Alexander "Papa" Lightfoot (March 2, 1924 – November 28, 1971), also known as Papa George Lightfoot, was an American blues singer and harmonica player.

==Biography==
Born in Natchez, Mississippi, Lightfoot recorded several sessions in his late twenties—for Peacock Records in 1949 (which were never issued), Sultan Records in 1950, Aladdin Records in 1952, and Imperial Records in 1954. After final singles for Savoy Records in 1955 and Excello Records in 1956, Lightfoot quit recording, still an obscure Southern blues harmonica player.

As interest grew in rural Delta blues in the 1960s, Lightfoot's name became more well-known and, in 1969, record producer Steve LaVere went to Lightfoot's home town of Natchez, and asked him to record again. The result was the album Natchez Trace, released on Vault Records in 1969, which brought Lightfoot briefly to the forefront of the blues revival. Rural Blues Vol. 2 followed on Liberty Records later that same year.

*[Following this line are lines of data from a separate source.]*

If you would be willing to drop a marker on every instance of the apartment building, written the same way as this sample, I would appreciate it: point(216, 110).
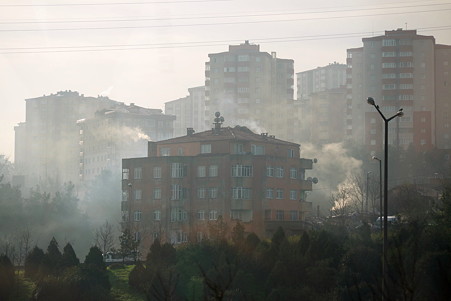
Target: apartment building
point(114, 134)
point(252, 88)
point(189, 111)
point(399, 69)
point(188, 183)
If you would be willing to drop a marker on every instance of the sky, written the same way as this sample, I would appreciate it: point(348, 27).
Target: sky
point(151, 52)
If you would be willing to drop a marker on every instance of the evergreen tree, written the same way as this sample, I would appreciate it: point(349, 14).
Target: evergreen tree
point(7, 277)
point(33, 262)
point(69, 257)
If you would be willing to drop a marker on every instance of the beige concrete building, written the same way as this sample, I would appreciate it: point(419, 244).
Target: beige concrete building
point(398, 70)
point(189, 111)
point(252, 88)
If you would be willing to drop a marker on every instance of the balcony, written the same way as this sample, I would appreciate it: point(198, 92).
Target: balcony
point(306, 163)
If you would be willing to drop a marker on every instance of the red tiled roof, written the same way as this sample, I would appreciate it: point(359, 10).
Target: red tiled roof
point(240, 133)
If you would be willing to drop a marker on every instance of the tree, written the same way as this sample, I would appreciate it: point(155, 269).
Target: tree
point(7, 277)
point(95, 258)
point(69, 258)
point(104, 237)
point(128, 245)
point(33, 262)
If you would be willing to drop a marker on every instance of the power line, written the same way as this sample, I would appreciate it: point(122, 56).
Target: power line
point(218, 23)
point(148, 46)
point(108, 3)
point(262, 14)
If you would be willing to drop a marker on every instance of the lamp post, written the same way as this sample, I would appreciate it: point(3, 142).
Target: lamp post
point(371, 102)
point(380, 189)
point(367, 184)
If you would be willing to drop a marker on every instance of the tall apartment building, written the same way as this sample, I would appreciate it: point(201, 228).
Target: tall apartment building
point(68, 137)
point(322, 99)
point(186, 183)
point(121, 132)
point(189, 111)
point(321, 79)
point(47, 143)
point(400, 69)
point(252, 88)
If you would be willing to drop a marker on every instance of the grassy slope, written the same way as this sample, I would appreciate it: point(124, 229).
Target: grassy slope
point(119, 285)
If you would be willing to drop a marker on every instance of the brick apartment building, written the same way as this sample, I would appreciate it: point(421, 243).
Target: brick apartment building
point(189, 182)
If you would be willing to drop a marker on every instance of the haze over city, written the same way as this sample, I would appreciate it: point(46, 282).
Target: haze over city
point(151, 52)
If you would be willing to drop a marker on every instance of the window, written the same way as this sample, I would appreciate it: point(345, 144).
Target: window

However, his comeback was cut short by his death in November 1971 of respiratory failure in Natchez, Mississippi.

The recordings were reissued in 1995 as Goin' Back to the Natchez Trace, with six additional tracks and recorded monologue.

In 2009, Lightfoot was posthumously honored with a marker on the Mississippi Blues Trail in Natchez, granted by the Mississippi Blues Foundation.